Notably, our parameters were below cutoff values established using perfusion CT and deconvolution analysis to differentiate PDAC from mass-forming chronic pancreatitis (MFCP) [13]. Aslan et al. found cutoff values of BV 7.60 ml/100 g, BF 64.43 ml/100 ml/min, and PS 28.08 ml/100 ml/min, below which provided 100% sensitivity and specificity for distinguishing PDAC from MFCP [13]. Yadav et al. similarly used perfusion CT to distinguish PDAC from MFCP, but used Patlak analysis, and reported cutoff values of 5 ml/100 ml for BV (92.3% sensitivity and 67.9% specificity), 19.1 ml/100 ml/min for BF (100% sensitivity and 73.8% specificity), and 12.7 ml/100 ml/min for PS (84.6% sensitivity and 69.1% specificity), which highlights the importance of only comparing perfusion parameters derived from similar calculation methods.

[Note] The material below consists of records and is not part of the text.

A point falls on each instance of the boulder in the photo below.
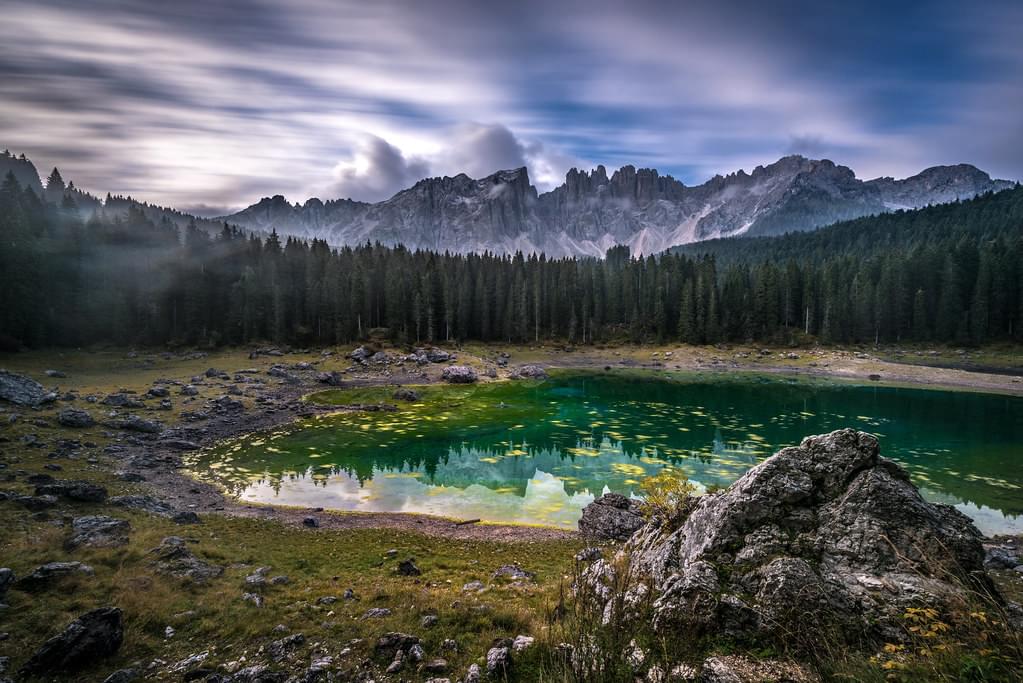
(76, 418)
(739, 669)
(136, 423)
(179, 444)
(145, 504)
(87, 492)
(23, 391)
(174, 557)
(827, 539)
(407, 567)
(404, 394)
(332, 378)
(498, 661)
(611, 517)
(122, 400)
(122, 676)
(47, 575)
(513, 572)
(360, 354)
(96, 531)
(529, 372)
(438, 356)
(458, 374)
(91, 637)
(6, 579)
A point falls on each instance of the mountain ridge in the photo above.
(591, 212)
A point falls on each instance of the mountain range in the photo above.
(591, 212)
(585, 216)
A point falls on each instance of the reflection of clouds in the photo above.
(990, 521)
(543, 501)
(520, 485)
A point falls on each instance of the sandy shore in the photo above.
(273, 402)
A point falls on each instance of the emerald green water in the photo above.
(538, 452)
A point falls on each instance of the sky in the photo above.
(210, 105)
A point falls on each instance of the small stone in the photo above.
(255, 598)
(522, 642)
(407, 567)
(436, 666)
(76, 418)
(498, 661)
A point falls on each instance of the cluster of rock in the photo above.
(824, 540)
(24, 391)
(459, 374)
(366, 356)
(611, 517)
(529, 372)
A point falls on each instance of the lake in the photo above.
(537, 452)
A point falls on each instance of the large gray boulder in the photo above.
(91, 637)
(824, 539)
(76, 418)
(458, 374)
(86, 492)
(611, 517)
(529, 372)
(23, 391)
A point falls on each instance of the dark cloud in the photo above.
(210, 102)
(376, 172)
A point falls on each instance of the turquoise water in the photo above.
(539, 452)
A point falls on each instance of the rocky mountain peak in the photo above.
(591, 212)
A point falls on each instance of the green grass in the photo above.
(319, 562)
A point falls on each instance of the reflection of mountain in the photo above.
(963, 446)
(543, 499)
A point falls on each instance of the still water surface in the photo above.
(539, 452)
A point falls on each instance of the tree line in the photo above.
(950, 274)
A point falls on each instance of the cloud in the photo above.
(327, 97)
(376, 171)
(479, 149)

Prior studies have shown that RECIST and other metrics using serial tumor size change are unreliable for PDAC, especially after neoadjuvant therapy. Hence, it is often very challenging to determine if PDAC patients are responding favorably and if/when borderline locally advanced tumors should undergo resection. Routinely acquiring perfusion parameters at baseline and during therapy could provide more specific tumor characteristics and response assessment, including predictive features at baseline, assess ongoing response to therapy and distinguish viable from nonviable tumor after neoadjuvant therapy. Our ongoing work seeks to derive meaningful parameters before and during therapy that can be used to guide management and correlate with survival.

Other potential uses for combining perfusion CT with a routine CT protocol could include troubleshooting when the diagnosis of PDAC is uncertain, such as cases of MFCP vs. PDAC, unexplained pancreatitis, or in cases of unexplained pancreatic duct obstruction [13, 18]. Color perfusion maps have also been shown to be useful at detecting PDACs that are isoenhancing compared to pancreatic parenchyma and not visible on the native CT images [18].

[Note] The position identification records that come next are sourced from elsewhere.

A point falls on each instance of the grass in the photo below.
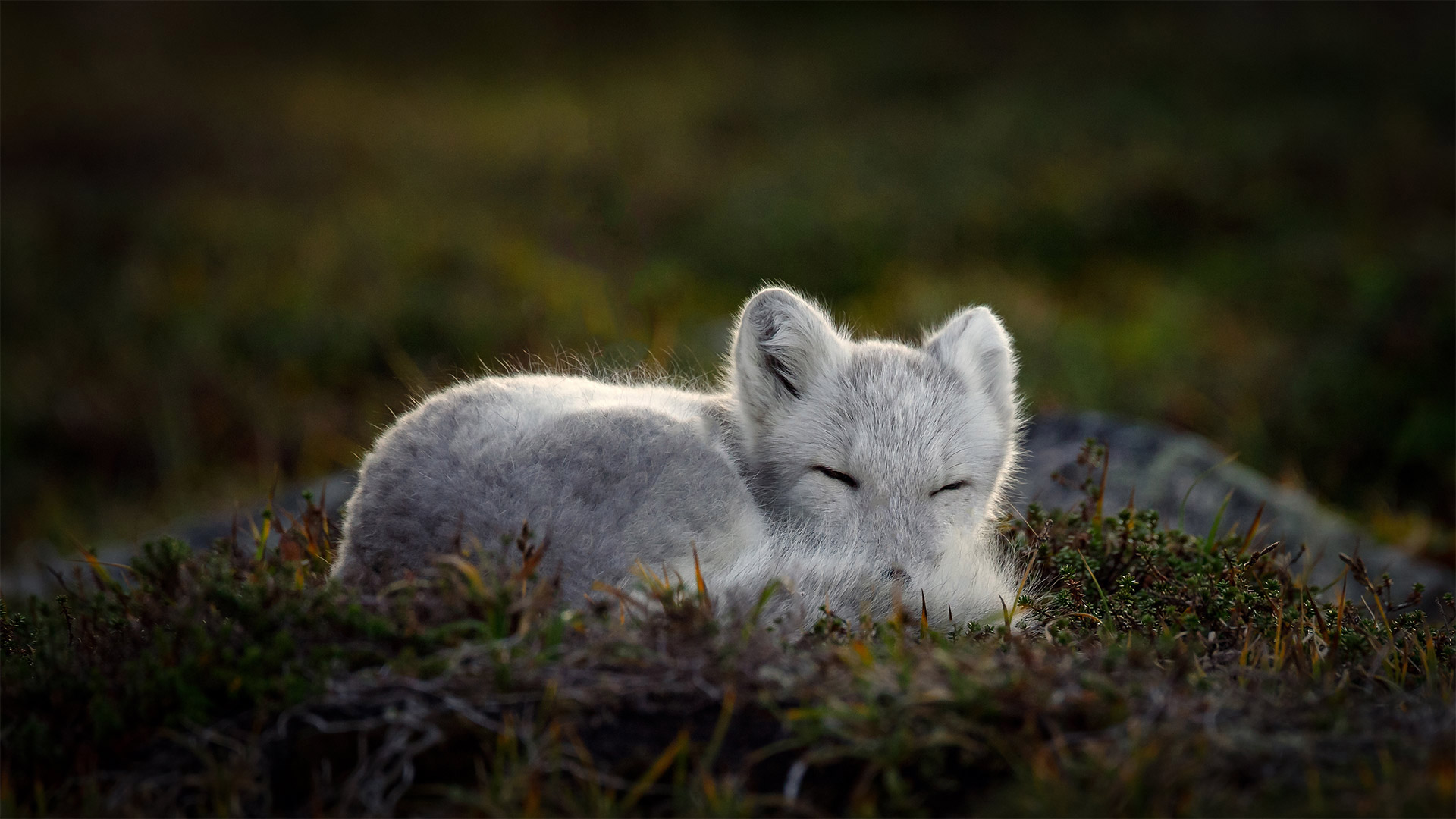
(1149, 672)
(237, 241)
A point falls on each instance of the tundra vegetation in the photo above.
(1147, 672)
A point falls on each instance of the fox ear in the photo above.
(781, 347)
(974, 344)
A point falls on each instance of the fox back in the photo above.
(856, 471)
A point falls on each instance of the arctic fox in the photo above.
(852, 469)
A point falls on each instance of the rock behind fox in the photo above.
(851, 469)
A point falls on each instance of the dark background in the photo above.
(235, 240)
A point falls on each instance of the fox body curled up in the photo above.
(848, 468)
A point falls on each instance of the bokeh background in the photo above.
(237, 240)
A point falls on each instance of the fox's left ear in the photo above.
(974, 344)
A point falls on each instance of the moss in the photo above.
(1153, 672)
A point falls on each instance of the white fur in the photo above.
(758, 477)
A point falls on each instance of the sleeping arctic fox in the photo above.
(852, 469)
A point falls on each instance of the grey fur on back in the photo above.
(849, 468)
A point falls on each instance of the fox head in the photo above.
(883, 463)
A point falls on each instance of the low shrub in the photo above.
(1142, 670)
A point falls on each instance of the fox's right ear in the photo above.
(781, 347)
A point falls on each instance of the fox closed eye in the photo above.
(848, 480)
(951, 487)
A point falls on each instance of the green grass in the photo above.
(237, 241)
(1150, 672)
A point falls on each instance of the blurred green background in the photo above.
(235, 240)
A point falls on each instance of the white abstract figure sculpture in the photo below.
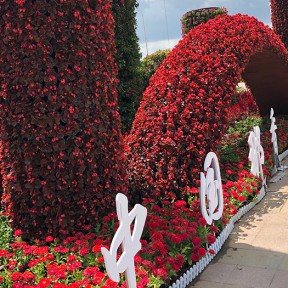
(273, 129)
(130, 244)
(211, 188)
(256, 153)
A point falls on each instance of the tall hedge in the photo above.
(193, 18)
(128, 59)
(279, 17)
(183, 112)
(62, 151)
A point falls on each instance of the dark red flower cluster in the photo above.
(243, 106)
(62, 155)
(184, 110)
(193, 18)
(279, 17)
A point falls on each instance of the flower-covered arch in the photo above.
(183, 112)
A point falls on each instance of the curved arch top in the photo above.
(183, 111)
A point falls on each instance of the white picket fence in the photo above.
(197, 268)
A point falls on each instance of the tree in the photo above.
(128, 59)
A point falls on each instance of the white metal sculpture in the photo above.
(256, 153)
(273, 129)
(130, 244)
(211, 193)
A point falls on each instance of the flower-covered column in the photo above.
(62, 151)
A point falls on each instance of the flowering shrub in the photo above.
(279, 17)
(175, 237)
(128, 59)
(150, 64)
(243, 105)
(193, 18)
(62, 152)
(183, 113)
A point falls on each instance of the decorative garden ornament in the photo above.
(130, 244)
(273, 129)
(256, 153)
(211, 193)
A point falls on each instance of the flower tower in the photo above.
(61, 148)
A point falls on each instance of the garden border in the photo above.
(197, 268)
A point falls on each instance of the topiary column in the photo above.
(62, 151)
(279, 17)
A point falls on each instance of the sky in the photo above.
(159, 25)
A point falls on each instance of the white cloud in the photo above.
(153, 46)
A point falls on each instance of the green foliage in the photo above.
(243, 127)
(235, 140)
(128, 59)
(193, 18)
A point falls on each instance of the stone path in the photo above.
(256, 253)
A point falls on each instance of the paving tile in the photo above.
(252, 257)
(235, 241)
(280, 280)
(217, 272)
(271, 241)
(208, 284)
(284, 264)
(252, 277)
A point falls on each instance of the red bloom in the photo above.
(16, 276)
(49, 239)
(202, 221)
(28, 276)
(210, 238)
(18, 232)
(3, 252)
(201, 252)
(196, 240)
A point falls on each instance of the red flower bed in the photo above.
(62, 152)
(279, 17)
(183, 112)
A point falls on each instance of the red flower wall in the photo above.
(279, 17)
(62, 152)
(184, 110)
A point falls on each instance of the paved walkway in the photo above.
(256, 253)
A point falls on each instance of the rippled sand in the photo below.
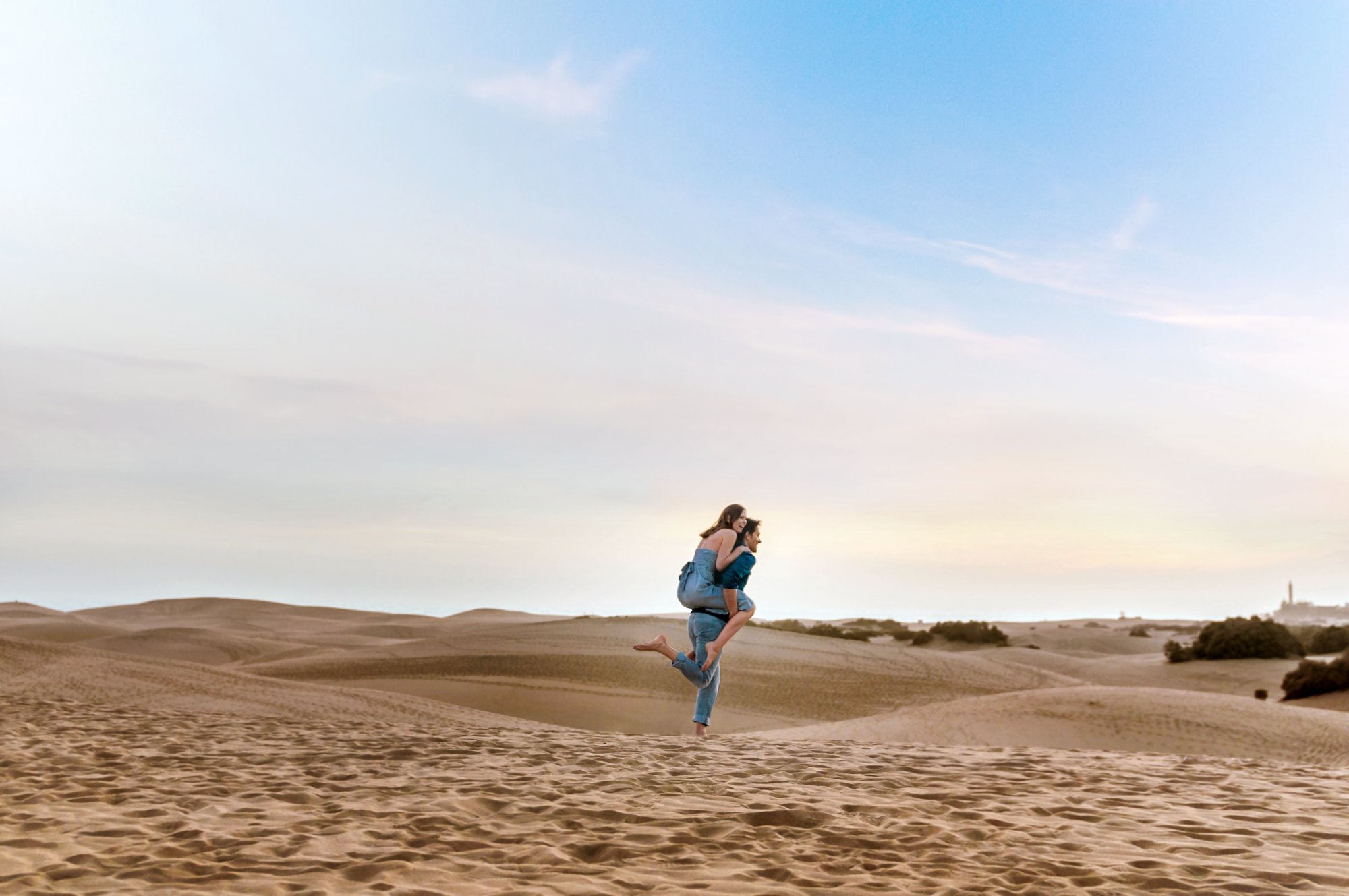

This study has several important limitations. First, our sample size was limited to 57 patients with PDAC at various stages of disease and management. As such, we focused entirely on protocol feasibility and did not attempt to correlate with outcomes. A larger series with a more homogenous population would be required to assess treatment response and correlate with outcomes. Second, this protocol was performed on a wide-detector scanner from only one vendor, which represents our clinical workflow, but the results may not translate to other scanner types or scan parameters. Moreover, the perfusion protocol on this scanner could not accommodate patients with body mass index greater than 40 kg/m2, which limits the relevance for such patients. Third, the data processing used specific software utilizing the deconvolution algorithm and the results are likely not interchangeable with other kinetic models. Fourth, a single reader performed all of the perfusion ROIs, which limits the reproducibility of the findings beyond our practice. Future studies with multiple readers are necessary to ensure this process can be repeated and has broader relevance. Lastly, generating and analyzing perfusion parameters requires software separate from the clinical PACS, which adds time for the radiologist and is a consideration if perfusion acquisitions are performed more routinely.

Conclusions

In conclusion, it is feasible to perform a perfusion CT acquisition with standard of care CT scans using a single contrast injection and without detrimentally affecting the standard pancreatic and venous phases. Using the latest CT technology mitigates historical concerns regarding respiratory motion, image noise, and added radiation dose, such that perfusion CT can be considered as an add-on for patients with PDAC with very little downside. The tumoral perfusion parameters in our cohort are similar to what has been reported previously using the deconvolution method, in spite of other technical differences. However, reliable comparison can only be made among perfusion parameters calculated using the same kinetic model (Patlak/maximum slope or deconvolution). By acquiring this information as part of a single routine scan, we hope to be able to provide more specific details regarding individual tumors and response assessment.